South African blockchain consultancy Ekasi Bucks has fallen far short of an ambitious target to raise R50-million in an initial coin offering (ICO) to fund a Blockchain-based rewards programme for township residents that buy from certain affiliated township businesses.

Ekasi Bucks’ ICO, which kicked off on 25 September, came to an end yesterday. The platform raised just R500 000, the site’s co-founder Lucky Kgwadi said today.

He however said most of the R500 000 — which had come from US — was returned to investors. The platform has retained only about R100 000, netted from non-US citizens — including investors from India. The R100 000 has none the less allowed the startup to cover some development costs for the Blockchain-enabled system, he said.

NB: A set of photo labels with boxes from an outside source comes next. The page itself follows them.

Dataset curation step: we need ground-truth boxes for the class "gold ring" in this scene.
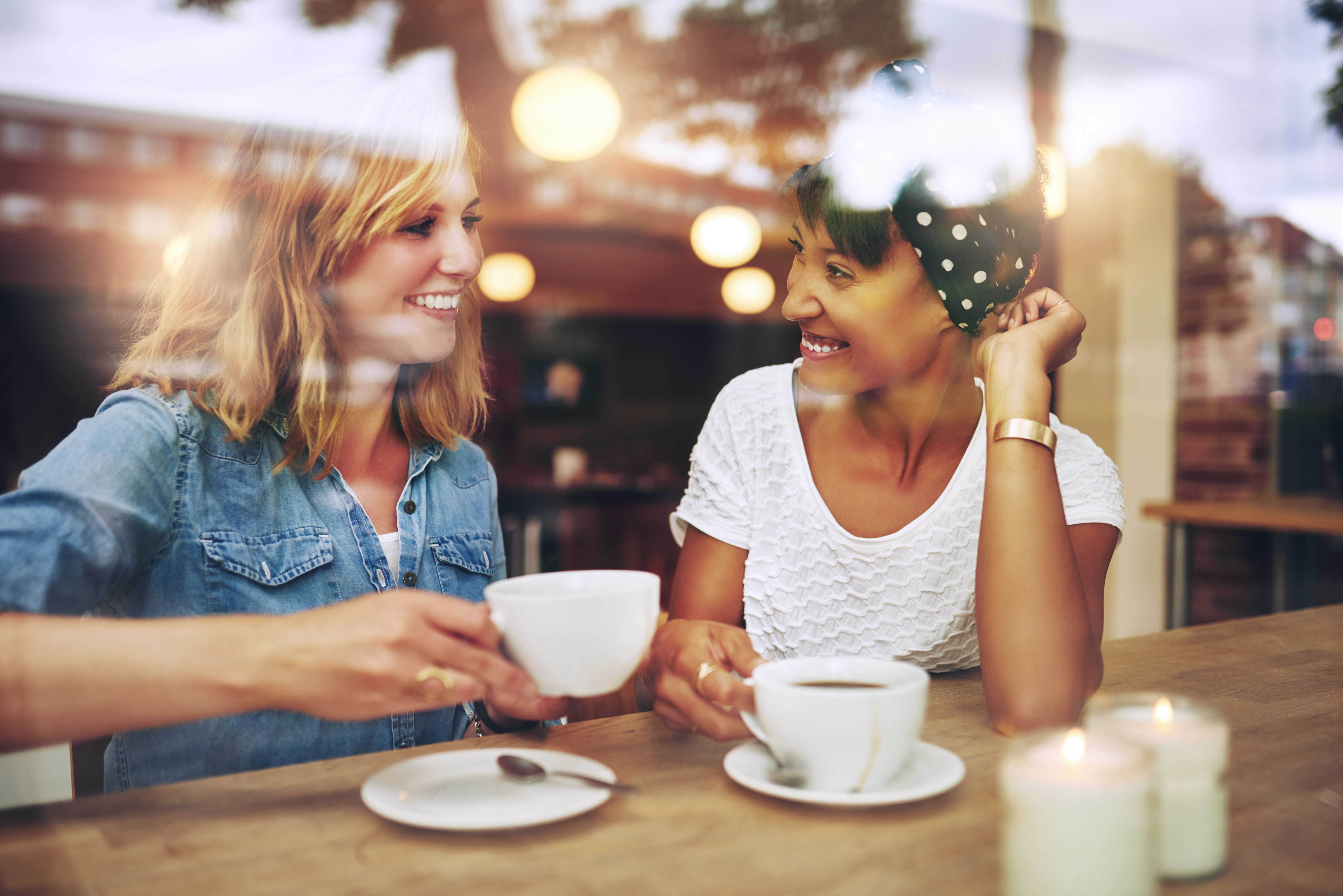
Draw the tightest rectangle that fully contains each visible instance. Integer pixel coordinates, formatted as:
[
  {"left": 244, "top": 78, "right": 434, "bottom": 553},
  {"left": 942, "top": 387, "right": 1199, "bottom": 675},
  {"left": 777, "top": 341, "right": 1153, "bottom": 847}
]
[
  {"left": 694, "top": 661, "right": 723, "bottom": 700},
  {"left": 414, "top": 666, "right": 457, "bottom": 703}
]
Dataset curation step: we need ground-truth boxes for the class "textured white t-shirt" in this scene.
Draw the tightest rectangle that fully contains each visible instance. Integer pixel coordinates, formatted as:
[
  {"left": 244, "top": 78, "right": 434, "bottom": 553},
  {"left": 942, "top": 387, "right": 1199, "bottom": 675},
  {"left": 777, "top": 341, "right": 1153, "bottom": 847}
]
[{"left": 672, "top": 364, "right": 1124, "bottom": 672}]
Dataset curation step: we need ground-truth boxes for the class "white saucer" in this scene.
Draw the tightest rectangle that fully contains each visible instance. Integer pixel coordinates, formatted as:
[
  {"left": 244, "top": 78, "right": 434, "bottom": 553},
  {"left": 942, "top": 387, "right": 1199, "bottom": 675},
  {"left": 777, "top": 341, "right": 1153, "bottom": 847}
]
[
  {"left": 723, "top": 740, "right": 966, "bottom": 806},
  {"left": 359, "top": 750, "right": 615, "bottom": 830}
]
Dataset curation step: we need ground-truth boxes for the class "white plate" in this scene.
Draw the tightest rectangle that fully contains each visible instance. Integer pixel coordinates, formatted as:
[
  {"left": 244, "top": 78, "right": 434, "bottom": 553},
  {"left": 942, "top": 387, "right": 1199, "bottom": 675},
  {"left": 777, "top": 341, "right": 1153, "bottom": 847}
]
[
  {"left": 359, "top": 750, "right": 615, "bottom": 830},
  {"left": 723, "top": 740, "right": 966, "bottom": 806}
]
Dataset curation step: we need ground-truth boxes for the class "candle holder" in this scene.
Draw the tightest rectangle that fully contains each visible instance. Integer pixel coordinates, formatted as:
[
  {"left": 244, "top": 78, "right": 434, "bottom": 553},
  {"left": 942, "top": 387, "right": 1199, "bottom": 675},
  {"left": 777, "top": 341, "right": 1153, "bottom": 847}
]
[
  {"left": 999, "top": 728, "right": 1158, "bottom": 896},
  {"left": 1085, "top": 693, "right": 1229, "bottom": 880}
]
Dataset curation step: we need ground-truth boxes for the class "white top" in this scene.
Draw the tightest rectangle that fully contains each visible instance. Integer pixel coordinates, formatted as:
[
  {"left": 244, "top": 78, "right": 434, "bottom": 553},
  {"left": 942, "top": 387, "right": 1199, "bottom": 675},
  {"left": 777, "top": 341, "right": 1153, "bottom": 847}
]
[
  {"left": 377, "top": 529, "right": 402, "bottom": 579},
  {"left": 672, "top": 361, "right": 1124, "bottom": 672}
]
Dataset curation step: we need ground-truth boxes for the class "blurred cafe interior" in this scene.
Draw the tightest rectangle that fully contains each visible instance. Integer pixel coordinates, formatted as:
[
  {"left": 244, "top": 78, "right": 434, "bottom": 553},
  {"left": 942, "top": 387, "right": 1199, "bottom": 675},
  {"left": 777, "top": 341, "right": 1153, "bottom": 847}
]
[{"left": 0, "top": 0, "right": 1343, "bottom": 870}]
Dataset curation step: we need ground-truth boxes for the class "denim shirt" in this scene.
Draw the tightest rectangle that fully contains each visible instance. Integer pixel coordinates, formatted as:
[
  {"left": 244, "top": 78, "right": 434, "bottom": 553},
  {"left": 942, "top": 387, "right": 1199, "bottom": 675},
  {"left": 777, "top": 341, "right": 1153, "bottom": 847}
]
[{"left": 0, "top": 387, "right": 504, "bottom": 793}]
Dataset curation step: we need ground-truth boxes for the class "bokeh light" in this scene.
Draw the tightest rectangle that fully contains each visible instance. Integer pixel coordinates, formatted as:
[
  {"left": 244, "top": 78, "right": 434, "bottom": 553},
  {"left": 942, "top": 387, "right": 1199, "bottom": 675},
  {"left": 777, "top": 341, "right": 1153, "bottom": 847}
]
[
  {"left": 723, "top": 267, "right": 774, "bottom": 314},
  {"left": 164, "top": 234, "right": 191, "bottom": 277},
  {"left": 513, "top": 66, "right": 620, "bottom": 161},
  {"left": 690, "top": 206, "right": 760, "bottom": 267},
  {"left": 1038, "top": 144, "right": 1068, "bottom": 218},
  {"left": 475, "top": 252, "right": 536, "bottom": 302}
]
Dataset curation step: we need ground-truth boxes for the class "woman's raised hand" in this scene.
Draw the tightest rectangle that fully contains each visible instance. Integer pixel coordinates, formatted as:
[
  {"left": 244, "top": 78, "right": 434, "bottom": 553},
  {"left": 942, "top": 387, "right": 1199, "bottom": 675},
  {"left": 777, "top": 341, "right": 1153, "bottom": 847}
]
[
  {"left": 975, "top": 289, "right": 1086, "bottom": 373},
  {"left": 650, "top": 619, "right": 765, "bottom": 740},
  {"left": 261, "top": 590, "right": 568, "bottom": 721}
]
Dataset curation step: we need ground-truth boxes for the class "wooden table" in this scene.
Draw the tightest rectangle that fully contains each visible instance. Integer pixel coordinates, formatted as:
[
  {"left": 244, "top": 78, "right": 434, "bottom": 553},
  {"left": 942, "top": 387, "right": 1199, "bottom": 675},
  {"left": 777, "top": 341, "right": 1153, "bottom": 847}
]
[
  {"left": 0, "top": 606, "right": 1343, "bottom": 896},
  {"left": 1143, "top": 494, "right": 1343, "bottom": 629}
]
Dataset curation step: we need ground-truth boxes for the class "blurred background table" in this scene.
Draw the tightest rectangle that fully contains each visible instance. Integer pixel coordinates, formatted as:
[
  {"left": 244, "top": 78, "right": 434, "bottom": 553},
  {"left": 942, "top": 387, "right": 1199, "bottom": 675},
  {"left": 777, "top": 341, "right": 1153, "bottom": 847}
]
[
  {"left": 1143, "top": 494, "right": 1343, "bottom": 629},
  {"left": 0, "top": 607, "right": 1343, "bottom": 896}
]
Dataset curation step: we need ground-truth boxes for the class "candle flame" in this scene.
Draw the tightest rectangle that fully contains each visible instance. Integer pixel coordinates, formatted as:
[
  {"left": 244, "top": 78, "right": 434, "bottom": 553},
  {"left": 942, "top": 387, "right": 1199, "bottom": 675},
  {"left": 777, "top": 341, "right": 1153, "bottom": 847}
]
[
  {"left": 1062, "top": 728, "right": 1086, "bottom": 763},
  {"left": 1152, "top": 697, "right": 1175, "bottom": 731}
]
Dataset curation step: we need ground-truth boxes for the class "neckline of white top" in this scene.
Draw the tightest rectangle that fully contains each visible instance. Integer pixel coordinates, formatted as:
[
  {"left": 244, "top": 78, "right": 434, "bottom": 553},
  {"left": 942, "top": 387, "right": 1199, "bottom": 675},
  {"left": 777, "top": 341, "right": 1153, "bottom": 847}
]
[{"left": 782, "top": 357, "right": 988, "bottom": 544}]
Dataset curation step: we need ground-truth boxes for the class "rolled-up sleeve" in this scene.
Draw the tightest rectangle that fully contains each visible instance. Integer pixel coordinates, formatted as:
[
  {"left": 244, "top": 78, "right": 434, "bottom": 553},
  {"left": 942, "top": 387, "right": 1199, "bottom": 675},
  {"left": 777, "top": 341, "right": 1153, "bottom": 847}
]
[{"left": 0, "top": 390, "right": 181, "bottom": 615}]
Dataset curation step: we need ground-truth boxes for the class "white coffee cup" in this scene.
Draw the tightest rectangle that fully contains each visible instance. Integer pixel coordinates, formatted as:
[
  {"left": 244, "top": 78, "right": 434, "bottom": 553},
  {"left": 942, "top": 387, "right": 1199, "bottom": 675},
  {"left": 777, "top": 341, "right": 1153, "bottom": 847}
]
[
  {"left": 741, "top": 657, "right": 928, "bottom": 793},
  {"left": 485, "top": 569, "right": 661, "bottom": 697}
]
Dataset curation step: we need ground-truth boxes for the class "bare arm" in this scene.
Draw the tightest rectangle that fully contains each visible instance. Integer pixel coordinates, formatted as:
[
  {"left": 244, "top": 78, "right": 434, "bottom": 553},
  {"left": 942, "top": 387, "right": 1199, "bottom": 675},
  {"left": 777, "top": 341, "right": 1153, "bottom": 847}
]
[
  {"left": 975, "top": 293, "right": 1119, "bottom": 733},
  {"left": 650, "top": 527, "right": 764, "bottom": 740},
  {"left": 0, "top": 591, "right": 563, "bottom": 750}
]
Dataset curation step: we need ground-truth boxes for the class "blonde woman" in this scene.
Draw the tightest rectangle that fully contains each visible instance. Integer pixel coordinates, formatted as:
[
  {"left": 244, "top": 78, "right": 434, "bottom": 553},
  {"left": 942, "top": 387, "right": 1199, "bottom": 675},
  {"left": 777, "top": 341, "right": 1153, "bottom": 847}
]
[{"left": 0, "top": 93, "right": 564, "bottom": 791}]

While the startup made available bank account details registered in the name of Ekasi Bucks into which local investors could make payment in exchange for tokens — none did so. Kgwadi surmised that local investors stayed away from the ICO because they are “not familiar with what is an ICO”.

It is best to get your connections right and to get ICO advisors, which we have now, says Ekasi-bucks co-founder

In its white paper (opens as a PDF) for the ICO which kicked off on 25 September, the startup states that Ekasi Bucks administrates and monitors customer-merchant settlements on a bitcoin based point-of-sale system.

Customers will be able to register for a mobile wallet which will be linked to a prepaid card. They will then be able to pay for goods by getting merchants to scan QR codes either with their cellphone or any 3D or 2D scanner.

The startup was launched last year by Kgwadi and Edgar Lebelo, and their rewards programme is already active across the country with over 4000 merchants and 20 000 card users.

Kgwadi said the startup is in talks with a major bank which is keen to acquire the company, but added that he could not reveal the name of the bank at this stage.

The startup is also working with the Reserve Bank to trial its rewards programme, he said.

What then has he learnt from the failed ICO?

“It is best to get your connections right and to get ICO advisors, which we have now,” said Kgwadi. “Most important is that you need to do you PR right,” he added. The startup is also developing a new website, which he expects will go live in January 2018.